What really confuses me, though, is the reactions of those interviewed about the sculpture. They were largely offended by the idea that it was made of chocolate, which I've commented on, but many felt it necessary to say to the interviewer that they wouldn't eat any of the chocolate.

The wouldn't eat the chocolate. Hmmm... Now, I know that from time to time, when looking at a painting by Renoir that I am tempted to go up and lick the surface because his reds look like cherry and strawberry candy and the greens and blues are most definitely spearmint and peppermint, but this is something completely different. These are people who worship a god that manifested itself as a human male, who was said to have lived as a human with all of the ups and downs, but maintained his divinity and, through some machination of logic determined that his own death would "atone for the sins of mankind."

Yikes.

What is more is that he, before he arranged his own arrest, for which, by the way, his associate, assistant and confidant was, until recently, blamed for betrayal and marked as a traitor rather than the faithful and strong servant that he was; this Jesus Christ, before he was taken away to be executed, he instituted a ritual, a sacrament, if you will, of symbolic cannibalism. He broke bread and told his followers that it was his body. He passed a cup of wine and told them that it was his blood. He told them to eat and drink in order to remember him. Some of the Christian sects out there actually believe in this thing called transubstantiation - this notion that after the bread and wine are blessed by the appropriate holy man, the bread actually turns into flesh and the wine actually turns into blood. And these Christians consume it. They eat their God! Except, of course, when their God is represented in chocolaty sweet goodness.

This is just insane.

So, I tip my hat to you, Cosimo Cavallaro! You've ruffled some feathers, sure, but you've focused some attention on our human foibles - and that is commendable.

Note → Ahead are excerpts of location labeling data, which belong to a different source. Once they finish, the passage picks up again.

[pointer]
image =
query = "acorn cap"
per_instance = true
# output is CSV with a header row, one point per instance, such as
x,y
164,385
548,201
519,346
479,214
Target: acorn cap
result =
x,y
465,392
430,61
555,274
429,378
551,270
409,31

....and then there is the giant Barack Obama Jesus with the neon halo.....


CNN Article
CNBC Article

2 comments:

Anonymous said...

My dear sir , I do belive in a former life you were a friend of mine. Jackie

Stuart Dummit said...

Truly Ma'am? In a former life? I, according to records of unreliable nature, have had many lives in this single incarnation (you know, the whole 'we change as we get older' routine which, as I continue to age I take more and more issue with, but that is another subject all together!) So give me a clue as to which one you are making reference. Perhaps the awkward days of youth?